The derogatory sense came centuries later, and was unrelated to the political meaning.

== Disability and early classification and nomenclature==
In 19th- and early 20th-century medicine and psychology, an "idiot" was a person with a very profound intellectual disability, being diagnosed with "idiocy". In the early 1900s, Dr. Henry H. Goddard proposed a classification system for intellectual disability based on the Binet-Simon concept of mental age. Individuals with the lowest mental age level (less than three years) were identified as idiots; imbeciles had a mental age of three to seven years, and morons had a mental age of seven to ten years. The term "idiot" was used to refer to people having an IQ below 30. IQ, or intelligence quotient, was originally determined by dividing a person's mental age, as determined by standardized tests, by their actual age. The concept of mental age has fallen into disfavor, though, and IQ is now determined on the basis of statistical distributions.

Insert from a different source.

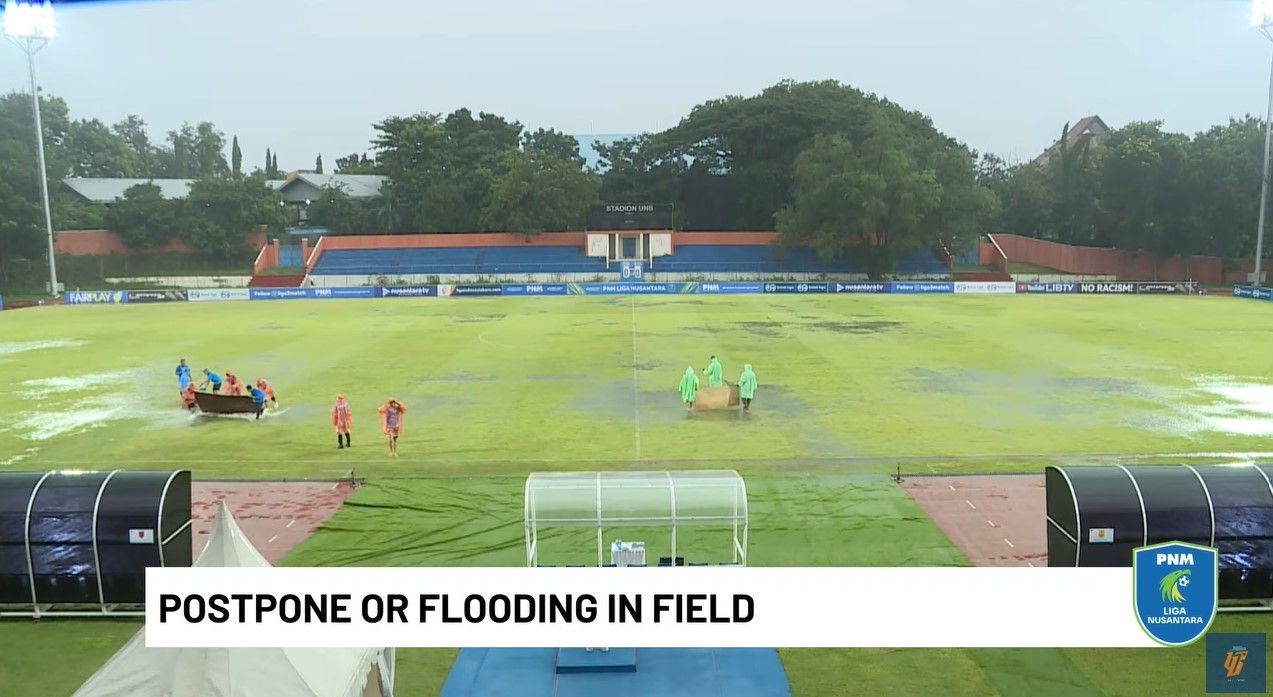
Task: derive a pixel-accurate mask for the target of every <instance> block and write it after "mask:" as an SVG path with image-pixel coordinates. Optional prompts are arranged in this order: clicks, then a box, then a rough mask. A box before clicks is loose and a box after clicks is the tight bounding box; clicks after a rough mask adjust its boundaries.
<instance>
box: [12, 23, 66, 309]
mask: <svg viewBox="0 0 1273 697" xmlns="http://www.w3.org/2000/svg"><path fill="white" fill-rule="evenodd" d="M8 38H9V42H10V43H13V45H14V46H17V47H18V48H20V50H22V52H23V53H25V55H27V71H28V72H29V74H31V112H32V114H34V120H36V159H37V160H38V162H39V197H41V200H42V201H43V204H45V233H46V234H47V235H48V293H50V295H52V296H53V298H57V261H56V257H55V256H53V214H52V210H51V209H50V206H48V169H47V167H46V165H45V126H43V123H42V122H41V118H39V93H38V92H37V89H36V53H38V52H39V50H41V48H43V47H45V45H47V43H48V39H47V38H43V37H13V36H10V37H8Z"/></svg>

In the obsolete medical classification (ICD-9, 1977), these people were said to have "profound mental retardation" or "profound mental subnormality" with IQ under 20.

== Regional law ==

=== United States ===
Until 2007, the California Penal Code Section 26 stated that "Idiots" were one of six types of people who are not capable of committing crimes. In 2007 the code was amended to read "persons who are mentally incapacitated." In 2008, Iowa voters passed a measure replacing "idiot, or insane person" in the State's constitution with "person adjudged mentally incompetent."

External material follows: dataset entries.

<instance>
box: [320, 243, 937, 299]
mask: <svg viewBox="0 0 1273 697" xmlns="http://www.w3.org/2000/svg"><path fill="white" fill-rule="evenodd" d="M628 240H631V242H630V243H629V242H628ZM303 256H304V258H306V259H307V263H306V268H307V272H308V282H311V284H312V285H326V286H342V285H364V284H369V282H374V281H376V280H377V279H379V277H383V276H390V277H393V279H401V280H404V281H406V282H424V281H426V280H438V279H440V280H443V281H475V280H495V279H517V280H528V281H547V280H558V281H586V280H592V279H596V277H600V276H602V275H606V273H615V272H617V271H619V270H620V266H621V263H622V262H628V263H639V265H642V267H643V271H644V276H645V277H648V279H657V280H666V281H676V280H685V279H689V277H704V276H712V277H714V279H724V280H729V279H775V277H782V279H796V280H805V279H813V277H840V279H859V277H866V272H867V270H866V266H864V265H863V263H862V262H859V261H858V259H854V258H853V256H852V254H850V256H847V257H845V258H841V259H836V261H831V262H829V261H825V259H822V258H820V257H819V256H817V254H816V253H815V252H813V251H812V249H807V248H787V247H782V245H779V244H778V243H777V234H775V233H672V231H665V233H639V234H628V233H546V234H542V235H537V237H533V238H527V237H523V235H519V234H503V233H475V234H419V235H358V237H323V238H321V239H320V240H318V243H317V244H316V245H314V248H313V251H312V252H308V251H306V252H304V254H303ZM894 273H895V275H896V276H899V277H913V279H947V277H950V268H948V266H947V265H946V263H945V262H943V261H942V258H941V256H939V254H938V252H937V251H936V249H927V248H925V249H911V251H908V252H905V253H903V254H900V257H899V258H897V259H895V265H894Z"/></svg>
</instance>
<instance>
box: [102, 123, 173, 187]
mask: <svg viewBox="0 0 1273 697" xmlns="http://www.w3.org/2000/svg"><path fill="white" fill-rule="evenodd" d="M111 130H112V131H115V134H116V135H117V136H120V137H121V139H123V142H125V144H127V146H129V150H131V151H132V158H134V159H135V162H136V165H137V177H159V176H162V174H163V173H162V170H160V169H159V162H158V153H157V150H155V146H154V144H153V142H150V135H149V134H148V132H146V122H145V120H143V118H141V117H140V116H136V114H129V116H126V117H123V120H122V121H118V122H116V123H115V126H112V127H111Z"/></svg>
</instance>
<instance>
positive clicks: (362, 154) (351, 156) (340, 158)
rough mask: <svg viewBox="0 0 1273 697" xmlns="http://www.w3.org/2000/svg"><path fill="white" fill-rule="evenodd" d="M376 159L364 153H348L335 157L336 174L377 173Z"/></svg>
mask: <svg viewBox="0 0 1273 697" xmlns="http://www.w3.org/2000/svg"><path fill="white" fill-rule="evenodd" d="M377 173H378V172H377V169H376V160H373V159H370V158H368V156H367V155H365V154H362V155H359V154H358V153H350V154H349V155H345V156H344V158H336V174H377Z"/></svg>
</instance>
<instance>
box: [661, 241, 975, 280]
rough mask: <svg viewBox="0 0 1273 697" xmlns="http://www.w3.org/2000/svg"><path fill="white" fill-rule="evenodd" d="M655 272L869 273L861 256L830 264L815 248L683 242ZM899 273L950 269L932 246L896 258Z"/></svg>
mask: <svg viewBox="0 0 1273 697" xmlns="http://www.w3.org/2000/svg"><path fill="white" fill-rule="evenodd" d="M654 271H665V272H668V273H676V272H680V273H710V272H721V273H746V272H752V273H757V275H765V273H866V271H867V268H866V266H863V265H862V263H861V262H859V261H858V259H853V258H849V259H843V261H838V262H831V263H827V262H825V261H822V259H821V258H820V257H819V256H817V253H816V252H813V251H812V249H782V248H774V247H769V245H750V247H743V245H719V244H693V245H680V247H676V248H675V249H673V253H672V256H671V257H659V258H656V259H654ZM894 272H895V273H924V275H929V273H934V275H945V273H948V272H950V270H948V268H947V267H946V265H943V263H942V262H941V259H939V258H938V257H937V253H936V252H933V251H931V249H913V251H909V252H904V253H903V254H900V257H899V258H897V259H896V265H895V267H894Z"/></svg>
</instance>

In the constitution of several U.S. states, "idiots" do not have the right to vote:

- Kentucky Section 145
- Mississippi Article 12, Section 241
- Ohio Article V, Section 6

The constitution of the state of Arkansas was amended in the general election of 2008 to, among other things, repeal a provision (Article 3, Section 5) which had until its repeal prohibited "idiots or insane persons" from voting.

== In literature ==
A few authors have used "idiot" characters in novels, plays and poetry. Often these characters are used to highlight or indicate something else (allegory). Examples of such usage are William Faulkner's The Sound and the Fury, Daphne du Maurier's Rebecca and William Wordsworth's The Idiot Boy. Idiot characters in literature are often confused with or subsumed within mad or lunatic characters. The most common intersection between these two categories of mental impairment occurs in the polemic surrounding Edmund from William Shakespeare's King Lear.

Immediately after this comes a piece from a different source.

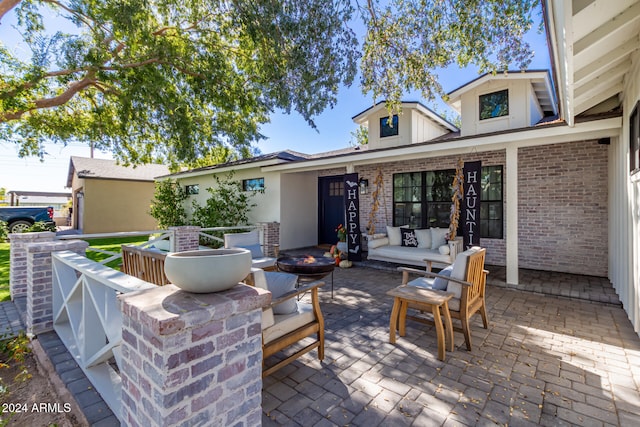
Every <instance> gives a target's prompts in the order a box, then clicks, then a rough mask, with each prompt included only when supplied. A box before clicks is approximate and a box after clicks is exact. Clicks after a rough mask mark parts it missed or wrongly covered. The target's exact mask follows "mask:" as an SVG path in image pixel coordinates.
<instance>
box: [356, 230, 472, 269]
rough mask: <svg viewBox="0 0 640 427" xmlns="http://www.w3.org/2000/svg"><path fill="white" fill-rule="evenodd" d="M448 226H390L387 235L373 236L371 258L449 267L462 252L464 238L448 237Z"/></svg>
mask: <svg viewBox="0 0 640 427" xmlns="http://www.w3.org/2000/svg"><path fill="white" fill-rule="evenodd" d="M448 233H449V230H448V229H447V228H436V227H432V228H425V229H418V230H413V229H411V228H409V227H387V235H386V236H384V235H382V236H380V235H374V236H371V237H370V238H369V240H368V248H369V253H368V255H367V259H373V260H378V261H387V262H394V263H398V264H408V265H415V266H420V267H424V266H426V267H427V271H431V267H432V266H435V267H438V268H443V267H446V266H448V265H450V264H453V262H454V261H455V259H456V255H457V254H458V253H460V252H462V249H463V243H462V238H460V237H458V238H456V239H455V240H446V236H447V234H448Z"/></svg>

In Fyodor Dostoevsky's novel The Idiot the title refers to the central character Prince Myshkin, a man whose innocence, kindness and humility, combined with his occasional epileptic symptoms, cause many in the corrupt, egoistic culture around him to mistakenly assume that he lacks intelligence. In The Antichrist, Nietzsche applies the word "idiot" to Jesus in a comparable fashion, almost certainly in an allusion to Dostoevsky's use of the word: "One has to regret that no Dostoevsky lived in the neighbourhood of this most interesting décadent; I mean someone who could feel the thrilling fascination of such a combination of the sublime, the sick and the childish."